XI.

Come certe cose procedono sempre a un modo per tutti, non è da far meraviglia che anche per Gaspare ed Erminia le nozze, il viaggio di nozze e il resto, tutto procedesse bene. Ma per Erminia e Gaspare la luna di miele sarebbe durata Dio sa quanto, se Dio non avesse permesso a una cattiva donna d'intorbidarne il dolce chiarore; di provare quel che possa l'odio di una donna e a che perfidia la sospinga la vendetta.

Fu così: l'ingegner capo, quando Bicci tornò all'ufficio, riebbe ore di umor buono; durante una delle quali disse a lui, il solo benvisto subalterno: - Silvia desidera fare la conoscenza della sua signora. Contentiamola. Tanto, da mia moglie sua moglie non imparerà nulla che già non abbia imparato.

Tredòzi errava, ignorando che Silvia qualche cosa sapeva la quale Erminia non avrebbe dovuto saper mai. E a parte anche ogni sospetto, a un uomo onesto quale Bicci ripugnava un'alleanza tra sua moglie e l'antica amante.

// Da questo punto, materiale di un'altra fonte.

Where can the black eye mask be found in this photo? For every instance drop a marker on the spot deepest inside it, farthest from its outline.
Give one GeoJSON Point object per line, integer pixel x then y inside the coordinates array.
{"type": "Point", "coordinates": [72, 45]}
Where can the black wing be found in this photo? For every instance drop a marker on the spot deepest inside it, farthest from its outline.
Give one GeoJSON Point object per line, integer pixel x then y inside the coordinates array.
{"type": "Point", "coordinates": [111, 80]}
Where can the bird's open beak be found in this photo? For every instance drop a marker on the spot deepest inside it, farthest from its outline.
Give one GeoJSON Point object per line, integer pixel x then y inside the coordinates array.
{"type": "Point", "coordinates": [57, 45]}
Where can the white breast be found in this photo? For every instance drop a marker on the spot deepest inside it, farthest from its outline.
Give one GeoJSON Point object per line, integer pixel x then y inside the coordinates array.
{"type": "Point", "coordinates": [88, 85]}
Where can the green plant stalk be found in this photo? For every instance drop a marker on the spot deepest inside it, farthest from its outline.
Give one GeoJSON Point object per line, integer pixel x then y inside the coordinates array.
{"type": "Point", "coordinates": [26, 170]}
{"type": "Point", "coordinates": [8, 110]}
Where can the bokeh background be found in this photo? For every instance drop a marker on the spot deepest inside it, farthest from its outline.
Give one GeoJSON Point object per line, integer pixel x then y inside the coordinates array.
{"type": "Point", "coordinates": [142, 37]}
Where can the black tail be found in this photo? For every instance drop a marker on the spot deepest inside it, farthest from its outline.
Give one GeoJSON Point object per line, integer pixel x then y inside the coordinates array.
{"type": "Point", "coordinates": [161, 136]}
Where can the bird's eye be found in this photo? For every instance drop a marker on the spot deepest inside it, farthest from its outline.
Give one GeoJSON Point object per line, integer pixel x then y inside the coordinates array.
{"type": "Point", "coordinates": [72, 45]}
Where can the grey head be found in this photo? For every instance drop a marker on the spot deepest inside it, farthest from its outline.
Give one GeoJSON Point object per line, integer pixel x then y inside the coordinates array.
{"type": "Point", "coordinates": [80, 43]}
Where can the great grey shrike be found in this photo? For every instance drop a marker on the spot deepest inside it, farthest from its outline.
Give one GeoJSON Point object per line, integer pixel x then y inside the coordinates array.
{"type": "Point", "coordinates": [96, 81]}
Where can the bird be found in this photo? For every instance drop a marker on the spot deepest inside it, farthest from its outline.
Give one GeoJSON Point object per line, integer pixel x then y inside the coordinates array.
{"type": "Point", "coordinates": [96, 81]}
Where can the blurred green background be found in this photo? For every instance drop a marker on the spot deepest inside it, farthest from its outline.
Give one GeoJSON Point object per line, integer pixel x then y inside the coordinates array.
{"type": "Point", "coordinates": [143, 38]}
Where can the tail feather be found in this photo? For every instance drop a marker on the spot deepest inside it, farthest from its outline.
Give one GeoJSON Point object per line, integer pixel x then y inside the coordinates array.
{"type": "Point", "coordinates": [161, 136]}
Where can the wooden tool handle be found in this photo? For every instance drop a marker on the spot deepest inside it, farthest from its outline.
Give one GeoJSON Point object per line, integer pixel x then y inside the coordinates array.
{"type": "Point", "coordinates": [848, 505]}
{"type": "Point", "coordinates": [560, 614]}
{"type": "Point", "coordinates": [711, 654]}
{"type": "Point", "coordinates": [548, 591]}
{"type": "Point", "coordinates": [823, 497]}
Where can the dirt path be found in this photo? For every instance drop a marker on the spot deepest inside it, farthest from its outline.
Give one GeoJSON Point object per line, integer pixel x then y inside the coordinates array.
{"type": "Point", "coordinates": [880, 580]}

Sarebbe un'immoralità! Faremo una visitina di dovere, e basta....

Ingenuo! La signora Silvia, ch'era sagace, in questo mentre aveva conchiusa amicizia con la Squiti; cosicchè la relazione temuta e sconvenevole diventò naturale, necessaria.

Eppure Gaspare s'illudeva ancora; perchè alle conversazioni in casa Tredòzi venivano, oltre che gli Squiti, molti altri; e si ciarlava e sonava (solo Tredòzi fuggiva appena vedeva il clarinetto); nè rimanevan tempo e agio per confidenze tra Silvia e Erminia.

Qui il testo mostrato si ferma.